Il s’agit là du principal point de désaccord : la FI ne prépare ni la lutte ni la défaite. Si 2017 sert d’exemple, le succès électoral notable de JLM l’a transformé en tribun hégémonique (même s’il y a eu des évolutions) qui n’a participé aux mobilisations que de loin (et encore sous la pression). La FI ayant décidé de ne préparer que l’opposition parlementaire (avec les succès qu’on connaît dans le système politique actuel).

 

Le NPA propose au contraire en plus d’une alternative politique au parlementarisme de participer et d’organiser les luttes sans attendre les victoires électorales et surtout sans rien en attendre. C’est l’intérêt de son existence et donc de sa présence aux élections. La pression pour le vote JLM par les groupes racisés est la bienvenue car elle participe aux débats sur l’organisation contre le racisme. Nous devons proposer à ces groupes plutôt qu’une défense de nos ‘privilèges’ de participer à des débats/actions lors de la campagne sur le thème de l’antiracisme, aux manifs antiracistes et antifascistes et à la construction d’un tel mouvement pré et post élection. Tout en espérant que l’énergie fournie pour le vote JLM ne prépare pas à la déception lorsque celui-ci inévitablement reviendra aux fondamentaux du réformisme et de la lutte parlementaire.

 

 

 

[1] https://qgdecolonial.fr/2021/10/25/edito-31-melenchon-ou-le-pari-risque-mais-imperieux-de-alliance-des-beaufs-et-des-barbares/

[2] https://qgdecolonial.fr/2022/02/28/pourquoi-melenchon/

[3] Taha Bouhafs, Sihame Assbague entre autres

[4] https://promesses.fr/programme-jean-luc-melenchon-election-presidentielle-2012/

[5] Le point sur l’hopithal est un dogwhisle évident sur l’islam et d’ailleurs une proposition similaire figure dans la loi séparatisme (cet article a été soutenu par le PCF d’ailleurs)

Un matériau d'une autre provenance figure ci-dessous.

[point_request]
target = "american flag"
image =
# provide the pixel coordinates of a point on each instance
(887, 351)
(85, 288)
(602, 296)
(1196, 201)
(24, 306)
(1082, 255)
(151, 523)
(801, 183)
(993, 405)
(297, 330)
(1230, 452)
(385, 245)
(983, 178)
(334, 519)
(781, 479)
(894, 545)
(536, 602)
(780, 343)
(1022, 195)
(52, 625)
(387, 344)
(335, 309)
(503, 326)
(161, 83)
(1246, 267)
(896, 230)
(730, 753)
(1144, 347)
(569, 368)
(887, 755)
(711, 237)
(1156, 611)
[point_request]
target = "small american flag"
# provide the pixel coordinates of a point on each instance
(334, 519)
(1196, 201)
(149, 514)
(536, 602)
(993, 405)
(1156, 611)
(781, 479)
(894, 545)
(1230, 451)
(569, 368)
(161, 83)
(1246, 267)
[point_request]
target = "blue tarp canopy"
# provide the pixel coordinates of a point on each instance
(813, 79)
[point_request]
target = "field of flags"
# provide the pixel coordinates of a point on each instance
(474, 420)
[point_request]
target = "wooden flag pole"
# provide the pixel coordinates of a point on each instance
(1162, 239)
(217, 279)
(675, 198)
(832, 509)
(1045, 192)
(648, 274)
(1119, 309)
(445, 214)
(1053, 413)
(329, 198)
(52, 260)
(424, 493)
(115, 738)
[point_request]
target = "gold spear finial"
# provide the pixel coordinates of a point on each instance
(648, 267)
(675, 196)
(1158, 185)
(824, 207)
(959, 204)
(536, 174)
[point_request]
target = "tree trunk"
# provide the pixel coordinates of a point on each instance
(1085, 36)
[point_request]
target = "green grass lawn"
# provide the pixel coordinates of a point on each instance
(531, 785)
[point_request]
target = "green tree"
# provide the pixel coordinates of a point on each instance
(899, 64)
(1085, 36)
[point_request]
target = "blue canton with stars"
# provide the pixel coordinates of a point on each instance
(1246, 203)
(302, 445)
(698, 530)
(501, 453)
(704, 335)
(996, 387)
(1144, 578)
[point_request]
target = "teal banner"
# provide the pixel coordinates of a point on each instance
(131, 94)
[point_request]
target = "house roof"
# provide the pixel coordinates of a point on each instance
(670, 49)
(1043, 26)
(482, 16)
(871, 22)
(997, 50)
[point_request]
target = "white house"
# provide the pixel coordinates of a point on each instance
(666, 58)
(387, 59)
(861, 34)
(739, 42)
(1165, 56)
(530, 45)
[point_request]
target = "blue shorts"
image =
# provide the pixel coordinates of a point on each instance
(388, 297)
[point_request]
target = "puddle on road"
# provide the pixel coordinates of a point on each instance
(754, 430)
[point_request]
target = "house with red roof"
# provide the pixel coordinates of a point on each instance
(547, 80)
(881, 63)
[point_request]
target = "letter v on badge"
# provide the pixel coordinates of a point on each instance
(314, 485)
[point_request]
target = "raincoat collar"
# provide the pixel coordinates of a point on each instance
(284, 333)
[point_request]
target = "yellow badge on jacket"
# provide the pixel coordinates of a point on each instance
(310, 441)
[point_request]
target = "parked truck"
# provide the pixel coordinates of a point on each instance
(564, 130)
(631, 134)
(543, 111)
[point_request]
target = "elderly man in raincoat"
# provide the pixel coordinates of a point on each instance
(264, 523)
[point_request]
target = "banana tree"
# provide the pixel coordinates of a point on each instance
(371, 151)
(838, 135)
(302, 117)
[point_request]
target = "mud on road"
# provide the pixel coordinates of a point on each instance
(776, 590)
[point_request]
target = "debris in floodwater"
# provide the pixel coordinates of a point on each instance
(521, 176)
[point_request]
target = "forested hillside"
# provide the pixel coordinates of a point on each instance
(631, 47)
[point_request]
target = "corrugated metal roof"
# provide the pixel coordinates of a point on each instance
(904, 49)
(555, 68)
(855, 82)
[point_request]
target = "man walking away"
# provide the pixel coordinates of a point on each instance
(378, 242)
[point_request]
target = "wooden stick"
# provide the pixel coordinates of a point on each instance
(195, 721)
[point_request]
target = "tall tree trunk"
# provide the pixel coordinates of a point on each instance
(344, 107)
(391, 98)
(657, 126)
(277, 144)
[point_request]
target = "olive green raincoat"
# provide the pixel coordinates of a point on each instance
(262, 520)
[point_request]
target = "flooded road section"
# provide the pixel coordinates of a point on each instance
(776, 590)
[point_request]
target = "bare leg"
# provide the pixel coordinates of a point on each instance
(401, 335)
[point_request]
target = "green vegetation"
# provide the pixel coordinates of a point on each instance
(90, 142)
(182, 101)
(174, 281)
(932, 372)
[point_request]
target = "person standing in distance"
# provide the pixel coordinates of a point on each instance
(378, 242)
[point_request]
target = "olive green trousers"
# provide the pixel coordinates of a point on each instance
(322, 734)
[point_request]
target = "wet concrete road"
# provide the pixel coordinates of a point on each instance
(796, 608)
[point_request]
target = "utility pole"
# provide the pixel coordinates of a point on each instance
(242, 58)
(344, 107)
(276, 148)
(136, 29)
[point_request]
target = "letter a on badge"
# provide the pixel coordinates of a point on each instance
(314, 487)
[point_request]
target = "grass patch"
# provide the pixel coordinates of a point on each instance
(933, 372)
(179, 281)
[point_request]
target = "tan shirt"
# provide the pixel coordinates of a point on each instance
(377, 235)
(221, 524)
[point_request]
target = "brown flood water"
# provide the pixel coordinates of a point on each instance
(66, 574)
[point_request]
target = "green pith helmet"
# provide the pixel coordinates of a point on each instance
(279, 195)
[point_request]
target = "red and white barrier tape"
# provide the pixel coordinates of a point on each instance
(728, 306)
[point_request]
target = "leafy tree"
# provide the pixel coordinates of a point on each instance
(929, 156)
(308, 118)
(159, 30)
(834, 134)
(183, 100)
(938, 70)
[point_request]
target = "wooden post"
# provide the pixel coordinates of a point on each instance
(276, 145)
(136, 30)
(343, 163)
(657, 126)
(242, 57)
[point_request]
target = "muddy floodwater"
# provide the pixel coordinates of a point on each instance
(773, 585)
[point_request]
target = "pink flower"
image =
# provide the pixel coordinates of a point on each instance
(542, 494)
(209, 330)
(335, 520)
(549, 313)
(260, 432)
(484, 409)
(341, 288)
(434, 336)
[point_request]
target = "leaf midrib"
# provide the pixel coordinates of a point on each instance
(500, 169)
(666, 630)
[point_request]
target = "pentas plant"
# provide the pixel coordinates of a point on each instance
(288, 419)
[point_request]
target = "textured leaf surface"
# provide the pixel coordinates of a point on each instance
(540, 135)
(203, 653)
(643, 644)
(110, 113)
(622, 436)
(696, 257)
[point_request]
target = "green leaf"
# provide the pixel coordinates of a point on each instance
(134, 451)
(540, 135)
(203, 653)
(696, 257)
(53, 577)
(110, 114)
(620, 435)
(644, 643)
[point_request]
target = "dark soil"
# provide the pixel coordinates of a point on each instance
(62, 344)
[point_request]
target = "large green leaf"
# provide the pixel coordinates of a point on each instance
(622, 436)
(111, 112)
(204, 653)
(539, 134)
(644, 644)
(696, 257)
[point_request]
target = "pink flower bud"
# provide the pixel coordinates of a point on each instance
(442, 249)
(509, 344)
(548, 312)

[6] https://manifesto-project.wzb.eu/down/originals/2017-2/31240_2017.pdf

[7] https://melenchon2022.fr/livrets-thematiques/

[8] https://www.leparisien.fr/politique/la-tres-nette-evolution-de-melenchon-sur-la-question-de-l-islamophobie-10-11-2019-8190327.php

[9] https://twitter.com/JLMelenchon/status/668138652552331264?s=20&t=kML9C8vrna3KmVpK8Ps2ZA

[10] Rajoutons que sur l’antisémitisme JLM est extrêmement contesté par des militants et même si ce n’est pas le sujet ici, on peut pas écarter d’un mouvement de main ces remarques.

[11] D’ailleurs ce serait paraît-il le pari de Macron pour avoir une campagne moins nauséabonde puisqu’il a l’air sûr de gagner.